Reputation: 1411
I'm trying to implement an transform which at some stage in it has a lookup table < 1K in size. This seems to me like it shouldn't pose a problem to a modern graphics card.
But the code below is failing with an unknown error:
from numba import cuda, vectorize
import numpy as np
tmp = np.random.uniform( 0, 100, 1000000 ).astype(np.int16)

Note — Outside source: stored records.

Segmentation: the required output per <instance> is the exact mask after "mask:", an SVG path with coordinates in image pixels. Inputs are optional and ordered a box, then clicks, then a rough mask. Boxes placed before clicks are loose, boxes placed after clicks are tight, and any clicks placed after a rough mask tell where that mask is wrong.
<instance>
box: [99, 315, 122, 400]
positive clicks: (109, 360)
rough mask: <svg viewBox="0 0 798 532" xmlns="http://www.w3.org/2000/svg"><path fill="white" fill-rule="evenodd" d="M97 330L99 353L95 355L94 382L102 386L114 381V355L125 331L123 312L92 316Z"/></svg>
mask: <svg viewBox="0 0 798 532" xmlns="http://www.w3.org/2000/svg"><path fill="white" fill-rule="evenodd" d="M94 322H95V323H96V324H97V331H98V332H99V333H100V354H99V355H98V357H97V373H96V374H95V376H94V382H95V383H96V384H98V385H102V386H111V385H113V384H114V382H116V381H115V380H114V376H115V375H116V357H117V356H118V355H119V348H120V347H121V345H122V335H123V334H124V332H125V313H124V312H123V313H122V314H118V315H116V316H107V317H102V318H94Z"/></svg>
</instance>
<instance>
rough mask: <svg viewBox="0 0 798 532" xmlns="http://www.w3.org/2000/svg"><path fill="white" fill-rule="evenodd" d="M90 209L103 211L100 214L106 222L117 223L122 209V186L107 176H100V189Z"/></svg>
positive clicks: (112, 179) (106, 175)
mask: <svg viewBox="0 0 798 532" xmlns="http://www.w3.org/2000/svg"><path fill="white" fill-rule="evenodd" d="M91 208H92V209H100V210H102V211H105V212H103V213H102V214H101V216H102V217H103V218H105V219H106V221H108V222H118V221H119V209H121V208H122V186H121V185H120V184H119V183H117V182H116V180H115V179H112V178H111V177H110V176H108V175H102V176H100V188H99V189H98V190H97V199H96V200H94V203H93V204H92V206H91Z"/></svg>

tmp_device = cuda.to_device( tmp )
lut = np.arange(100).astype(np.float32) * 2.5
lut_device = cuda.to_device(lut)
@cuda.jit(device=True)
def lookup(x):
return lut[x]
@vectorize("float32(int16)", target="cuda")
def test_lookup(x):
return lookup(x)
test_lookup(tmp_device).copy_to_host() # <-- fails with cuMemAlloc returning UNKNOWN_CUDA_ERROR
What am I doing against the spirit of numba.cuda?
Even replacing lookup
with the following simplified code results in the same error:
@cuda.jit(device=True)
def lookup(x):
return x + lut[1]
Once this error occurs, I am essentially no longer able to utilize the cuda context at all. For instance, allocating a new array via cuda.to_device
results in a:
numba.cuda.cudadrv.driver.CudaAPIError: [719] Call to cuMemAlloc results in UNKNOWN_CUDA_ERROR
Running on: 4.9.0-5-amd64 #1 SMP Debian 4.9.65-3+deb9u2 (2018-01-04)
Driver Version: 390.25
numba: 0.33.0
Upvotes: 3
Views: 597
Reputation: 1411
The above code is fixed by modifying the part in bold:
@cuda.jit(device=True)
def lookup(x):
lut_device = cuda.const.array_like(lut)
return lut_device[x]
I ran multiple variations of the code including simply touching the lookup table from within this kernel, but not using its output. This combined with @talonmies' assertion that UNKNOWN_CUDA_ERROR usually occurs with invalid instructions, I thought that perhaps there was a shared memory constraint that was causing the issue.
The above code makes the whole thing work. However, I still don't understand why in a profound way.
If anyone knows and understands why, please feel free to contribute to this answer.
Upvotes: 1